Jenkins was kind to people, his dad said.
And that’s been more apparent than ever in his final days.
A message on his Facebook page recalls an encounter from the 7th grade: “Ian, I was new to the school, and scared and alone. You were the first person who came up to me, introduced me,” Joel Jenkins said.
“That was him,” his dad said.
“I just know Ian is going to continue to touch people and give people inspiration. And lead them in the right direction.”
Jenkins loved hockey, but it didn’t define him, his dad said. At school and with family, he didn’t really talk about it. He played guitar and taught himself drums and the piano, his dad said.

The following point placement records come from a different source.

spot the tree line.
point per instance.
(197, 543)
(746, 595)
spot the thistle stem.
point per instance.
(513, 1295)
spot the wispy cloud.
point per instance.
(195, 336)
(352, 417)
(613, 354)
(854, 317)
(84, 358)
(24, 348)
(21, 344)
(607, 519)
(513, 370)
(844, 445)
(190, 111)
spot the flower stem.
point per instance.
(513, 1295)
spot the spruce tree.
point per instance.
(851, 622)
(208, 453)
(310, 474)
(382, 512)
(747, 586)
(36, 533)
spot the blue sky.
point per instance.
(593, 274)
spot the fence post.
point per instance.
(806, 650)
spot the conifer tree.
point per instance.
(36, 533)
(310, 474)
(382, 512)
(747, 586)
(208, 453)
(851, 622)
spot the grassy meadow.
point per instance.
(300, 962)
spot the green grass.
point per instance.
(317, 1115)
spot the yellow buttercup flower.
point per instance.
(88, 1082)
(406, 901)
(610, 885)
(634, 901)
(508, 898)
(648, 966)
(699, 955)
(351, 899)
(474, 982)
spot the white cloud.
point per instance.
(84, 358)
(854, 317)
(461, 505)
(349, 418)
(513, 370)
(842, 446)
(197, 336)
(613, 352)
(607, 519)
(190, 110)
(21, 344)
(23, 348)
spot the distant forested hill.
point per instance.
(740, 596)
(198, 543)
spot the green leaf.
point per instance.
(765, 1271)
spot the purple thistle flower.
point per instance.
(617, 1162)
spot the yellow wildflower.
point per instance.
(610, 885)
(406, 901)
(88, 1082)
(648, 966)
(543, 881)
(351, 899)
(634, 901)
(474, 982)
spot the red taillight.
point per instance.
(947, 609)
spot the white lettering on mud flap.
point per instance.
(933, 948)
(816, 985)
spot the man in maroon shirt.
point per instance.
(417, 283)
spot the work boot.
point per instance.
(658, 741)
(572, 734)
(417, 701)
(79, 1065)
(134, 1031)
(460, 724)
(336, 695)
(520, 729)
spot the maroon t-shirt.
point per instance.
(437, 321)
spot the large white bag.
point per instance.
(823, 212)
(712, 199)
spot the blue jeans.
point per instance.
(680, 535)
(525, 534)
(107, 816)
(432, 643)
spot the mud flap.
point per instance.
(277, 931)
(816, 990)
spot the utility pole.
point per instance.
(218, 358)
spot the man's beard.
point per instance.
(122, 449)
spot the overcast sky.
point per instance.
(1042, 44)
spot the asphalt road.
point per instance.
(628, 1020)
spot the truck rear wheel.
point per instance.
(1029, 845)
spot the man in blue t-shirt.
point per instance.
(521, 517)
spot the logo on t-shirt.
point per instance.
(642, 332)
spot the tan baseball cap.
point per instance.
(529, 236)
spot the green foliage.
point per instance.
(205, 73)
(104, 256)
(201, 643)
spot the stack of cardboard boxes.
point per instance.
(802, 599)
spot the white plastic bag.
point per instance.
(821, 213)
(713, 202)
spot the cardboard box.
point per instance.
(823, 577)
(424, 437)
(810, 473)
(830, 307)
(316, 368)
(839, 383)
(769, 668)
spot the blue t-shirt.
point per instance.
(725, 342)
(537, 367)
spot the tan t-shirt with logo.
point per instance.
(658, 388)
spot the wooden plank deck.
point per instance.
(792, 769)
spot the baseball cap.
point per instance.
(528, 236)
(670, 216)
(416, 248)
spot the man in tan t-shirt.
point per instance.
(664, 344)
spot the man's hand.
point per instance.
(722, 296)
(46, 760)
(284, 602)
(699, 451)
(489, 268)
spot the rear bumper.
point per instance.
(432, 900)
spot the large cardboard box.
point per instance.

Ian, who was an A student, told his dad recently he wanted to be an alternative fuel engineer and study Chinese while he was in London. Joel Jenkins thinks his son was trying to ease his father's qualms about him giving up college scholarships to play hockey. It was his way of saying, "Don't worry," Jenkins said.
But Joel Jenkins wasn’t worried.
Ian, he said, had a purpose.
A visitation and funeral has been planned. The visitation will be held from 2 to 9 p.m. Friday at Vermeulen Funeral Home, 46401 W. Ann Arbor Road in Plymouth. The memorial service is scheduled for 9 to 11 a.m. Saturday at Northridge Church, 49555 N. Territorial Road in Plymouth.